Someone told me that csup(1) supported this option before, but abandon it now(I am not sure about this).

Since I still run FreeBSD 8.0 release, I don't know whether 8.1 or current branch's example make.conf file still contains "-g" option.

I think maybe the corresponding developer forgot to update this example file.


----------



## SirDice (Sep 1, 2010)

fender0107401 said:
			
		

> I think "-g" is redundant.
> 
> csup(1) do not support this option.
> 
> Why it is still listed in the example make.conf file?

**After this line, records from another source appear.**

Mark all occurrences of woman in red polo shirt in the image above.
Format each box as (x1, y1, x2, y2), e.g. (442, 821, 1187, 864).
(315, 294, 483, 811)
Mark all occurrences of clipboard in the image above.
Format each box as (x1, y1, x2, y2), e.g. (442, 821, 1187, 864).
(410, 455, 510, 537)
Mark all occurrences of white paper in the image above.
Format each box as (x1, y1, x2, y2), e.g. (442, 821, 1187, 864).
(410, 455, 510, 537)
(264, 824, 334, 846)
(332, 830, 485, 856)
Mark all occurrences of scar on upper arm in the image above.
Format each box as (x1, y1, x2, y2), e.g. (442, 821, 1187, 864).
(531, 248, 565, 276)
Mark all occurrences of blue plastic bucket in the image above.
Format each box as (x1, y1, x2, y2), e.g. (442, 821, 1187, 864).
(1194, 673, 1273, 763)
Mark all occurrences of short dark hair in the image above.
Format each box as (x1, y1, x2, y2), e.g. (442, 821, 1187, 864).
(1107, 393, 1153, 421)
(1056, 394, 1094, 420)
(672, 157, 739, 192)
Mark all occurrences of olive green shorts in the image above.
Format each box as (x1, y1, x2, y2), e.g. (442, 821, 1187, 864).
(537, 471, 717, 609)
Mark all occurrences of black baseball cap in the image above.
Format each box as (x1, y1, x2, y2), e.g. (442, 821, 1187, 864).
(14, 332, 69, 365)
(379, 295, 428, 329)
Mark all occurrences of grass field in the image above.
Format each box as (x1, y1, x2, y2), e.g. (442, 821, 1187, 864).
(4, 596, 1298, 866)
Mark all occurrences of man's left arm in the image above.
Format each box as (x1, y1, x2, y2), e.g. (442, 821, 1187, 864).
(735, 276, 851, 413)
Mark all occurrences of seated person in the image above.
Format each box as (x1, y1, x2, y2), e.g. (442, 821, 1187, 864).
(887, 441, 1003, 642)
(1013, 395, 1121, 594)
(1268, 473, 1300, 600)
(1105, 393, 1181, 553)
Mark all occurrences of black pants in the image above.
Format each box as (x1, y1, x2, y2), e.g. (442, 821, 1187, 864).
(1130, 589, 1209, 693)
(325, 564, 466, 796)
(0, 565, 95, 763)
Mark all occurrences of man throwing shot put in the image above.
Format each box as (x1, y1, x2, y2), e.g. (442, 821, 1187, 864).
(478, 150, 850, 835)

Because cvsup does have that option. And cvsup was the way to do it before csup was added to the base.


----------



## DutchDaemon (Sep 1, 2010)

In other words, the -g flag is in there for compatibility between cvsup and csup. It is silently ignored by csup.


----------



## phoenix (Sep 1, 2010)

On the flip side, now that csup has been added to the base for more than 1 major version, perhaps it's time to update the includes docs and examples to remove historical cruft?

Submitting doc PRs for this may be desirable, if for no other reason than starting the discussion.


----------



## fender0107401 (Sep 2, 2010)

I sent a report through http://www.freebsd.org/send-pr.html.

Seems the web page is more easy to use than send-pr(1).


----------